Question

A light planet is revolving around a massive star in a circular orbit of radius $R$ with a period of revolution $T$. If the force of attraction between the planet and the star is proportional to $R^{-\frac{3}{2}}$, then choose the correct option:

• A. $T^2 \propto R^{5/2}$
• B. $T^2 \propto R^{7/2}$
• C. $T^2 \propto R^{3/2}$
• D. $T^2 \propto R^3$

Answer 1

Answer: (A)

$T^2 \propto R^{5/2}$

Answer 2

Given: - The force of attraction between the planet and the star is proportional to $R^{-3/2}$.

Step 1: Expressing the Force of Attraction

Let the force of attraction between the planet and the star be given by:

$F \propto R^{-3/2}$

We can write:

$F = \frac{k}{R^{3/2}}$

where $k$ is a proportionality constant.

Step 2: Applying Centripetal Force Condition

For a planet revolving in a circular orbit, the centripetal force is provided by the gravitational force:

$F = m \cdot \frac{v^2}{R}$

where $m$ is the mass of the planet and $v$ is its orbital velocity.

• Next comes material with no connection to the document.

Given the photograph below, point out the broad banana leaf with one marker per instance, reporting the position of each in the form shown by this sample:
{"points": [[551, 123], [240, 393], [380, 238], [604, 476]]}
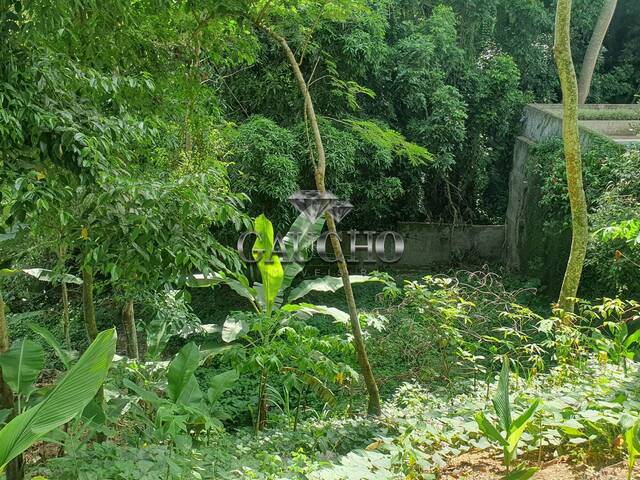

Equating the two expressions for $F$:

$\frac{k}{R^{3/2}} = m \cdot \frac{v^2}{R}$

Rearranging terms:

$v^2 = \frac{k}{m} \cdot R^{-1/2}$

Taking the square root:

$v \propto R^{-1/4}$

Step 3: Relating Orbital Velocity to Period of Revolution

The orbital velocity is also given by:

$v = \frac{2 \pi R}{T}$

Substituting $v \propto R^{-1/4}$:

$\frac{2 \pi R}{T} \propto R^{-1/4}$

Rearranging to find $T$:

$T \propto R^{5/4}$

Squaring both sides:

$T^2 \propto R^{5/2}$

Conclusion:

The correct relationship is $T^2 \propto R^{5/2}$.